В сарай вошел незнакомый лысый человек в круглых очках. Знаков различия Воронов в темноте не видел.
– Чего, смерти ждешь? – спросил незнакомец. – Рано, рано. Есть у нас еще дома дела. На, выпей. – Он протянул Воронову фляжку. – Не бойся, не бойся, не яд. Мы не можем разбрасываться людьми, рядовой Воронов. Надеюсь, пережитое послужило для вас хорошим уроком. Слушайте меня внимательно, около-кокола!
В этот момент Воронов узнал вошедшего и понял, что сошел с ума. В сарай мог войти кто угодно, только не психолог, который в шестом классе московской средней школы семь лет назад тестировал детей по поручению Министерства образования. Тест был профориентационный, несложный – нарисовать без помощи циркуля кружок, решить уравнение второй степени и отгадать загадку. «Ехали охали, ухали хахали, бухали бахари, бахали бухари, – кто вышел?»
– Около-коколо, – уверенно сказал тогда очкастому инспектору шестиклассник Воронов. Почему-то он один на весь класс отгадал эту загадку, вычитанную, что ли, в детской книжке, – он сам не помнил, откуда ее знал, и уж подавно не понимал смысла. Еще один мальчик из параллельного тоже знал ответ – и тоже не помнил откуда. Потом его отчислили. Воронов ничего о нем больше не слышал, да и инспектора не видал. Но внешность запомнил – не каждый день задают такие загадки.
3
Громов проснулся от слезной тоски, какой давно у него не бывало. Ему снились стихи, и этого тоже давно не было. Слава богу, чужие – «Ты помнишь, в нашей бухте сонной…» Он полежал в темноте, постепенно вникая слухом в разные, но одинаково скучные звуки сельской ночи: тикали ходики, тоненько сопела хозяйка в своей комнате, постукивал дождь в окно, и страшно было подумать, что возможны какие-то стихи.

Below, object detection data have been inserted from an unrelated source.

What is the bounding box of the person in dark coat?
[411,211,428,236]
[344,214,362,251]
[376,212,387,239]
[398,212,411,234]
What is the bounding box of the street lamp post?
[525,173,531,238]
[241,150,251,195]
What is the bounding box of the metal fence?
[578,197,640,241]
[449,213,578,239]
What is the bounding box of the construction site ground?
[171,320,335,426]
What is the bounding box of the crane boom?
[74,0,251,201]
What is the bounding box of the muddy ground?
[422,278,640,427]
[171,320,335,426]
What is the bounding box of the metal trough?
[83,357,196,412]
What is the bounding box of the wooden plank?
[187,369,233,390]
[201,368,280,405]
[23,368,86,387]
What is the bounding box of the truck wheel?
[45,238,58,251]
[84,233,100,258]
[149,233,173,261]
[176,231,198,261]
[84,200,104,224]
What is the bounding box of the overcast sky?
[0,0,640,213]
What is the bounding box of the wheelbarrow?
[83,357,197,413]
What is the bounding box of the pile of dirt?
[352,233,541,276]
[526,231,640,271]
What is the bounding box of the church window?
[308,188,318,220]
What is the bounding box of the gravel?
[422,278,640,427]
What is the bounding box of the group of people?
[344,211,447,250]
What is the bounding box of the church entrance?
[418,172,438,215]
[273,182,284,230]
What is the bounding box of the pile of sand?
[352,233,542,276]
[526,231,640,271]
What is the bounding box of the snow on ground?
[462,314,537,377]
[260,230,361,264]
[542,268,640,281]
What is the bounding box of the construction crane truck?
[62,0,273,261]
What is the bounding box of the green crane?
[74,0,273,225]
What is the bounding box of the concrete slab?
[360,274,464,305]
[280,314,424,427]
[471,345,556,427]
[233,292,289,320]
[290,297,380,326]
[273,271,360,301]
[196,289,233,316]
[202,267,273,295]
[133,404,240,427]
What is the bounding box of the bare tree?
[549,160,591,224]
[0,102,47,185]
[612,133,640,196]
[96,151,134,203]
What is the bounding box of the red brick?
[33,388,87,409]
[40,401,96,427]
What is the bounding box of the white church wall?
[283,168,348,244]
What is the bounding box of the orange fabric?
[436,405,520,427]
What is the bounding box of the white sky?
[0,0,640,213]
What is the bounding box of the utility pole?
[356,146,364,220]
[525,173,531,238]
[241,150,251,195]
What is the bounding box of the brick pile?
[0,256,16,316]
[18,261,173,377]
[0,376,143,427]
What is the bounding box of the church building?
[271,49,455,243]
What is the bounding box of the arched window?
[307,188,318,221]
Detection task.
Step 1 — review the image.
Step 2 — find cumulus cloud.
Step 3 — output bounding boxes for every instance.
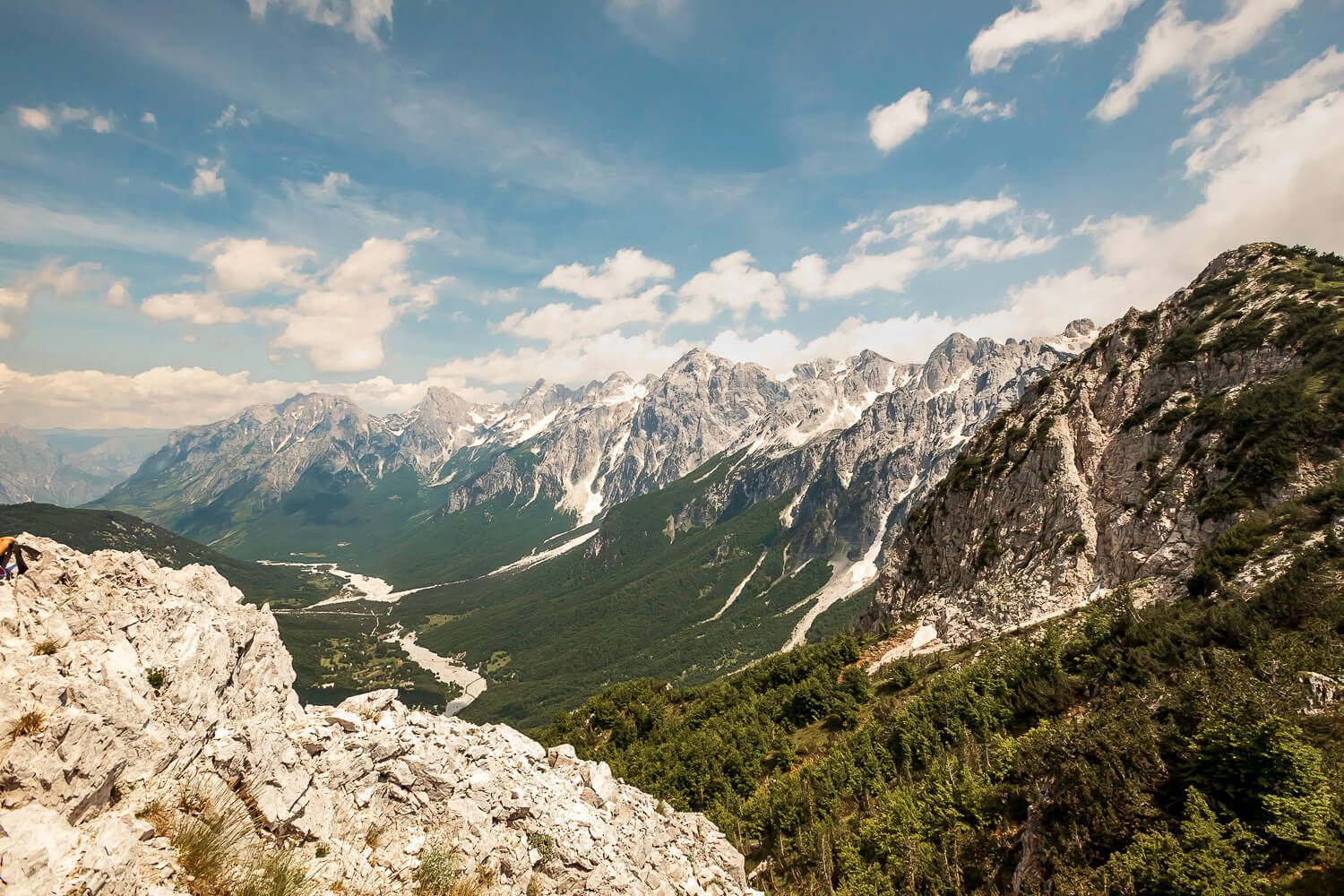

Когда-то он и сам их писал – это было в другой жизни, от которой за два года войны, а пожалуй, что и за три предвоенних ничего не осталось, кроме Маши и призрачной переписки с ней. Память о другой жизни была запрещена, все самосознание Громова свелось к крошечному пятачку мыслей о повседневности, о том, чтобы целы и сыты были солдаты, чтобы не озлилось лишний раз начальство, не бросили в бой, не отняли отпуска, – но в огромном темном поле его души и памяти шла своя разрушительная работа, какая происходит, может быть, в брошенном доме или, если уж мыслить в привычных ему теперь фронтовых терминах, в брошенной части, оставшейся глубоко в окружении. Армия ушла дальше и забыла об окруженцах, а они еще где-то бьются, прорываются к своим, посылают бессмысленные сообщения, пропадающие на полпути, потому что прерваны коммуникации, – и лучше не думать о том, как без пищи и подкрепления вымирает обреченный полк. Иногда оттуда доходят смутные, еле различимые сигналы – ты помнишь, в нашей бухте сонной… Громов совершенно забыл, о чем эти стихи. Он проснулся в слезах, но сам не сказал бы, о чем плачет. Дело было не в словах, не в стихах вообще, а в страшной, красно-черной спекшейся массе, в которую превратилась его довоенная жизнь, и в робких голосах, все еще доносившихся из подкорки, из-под корки.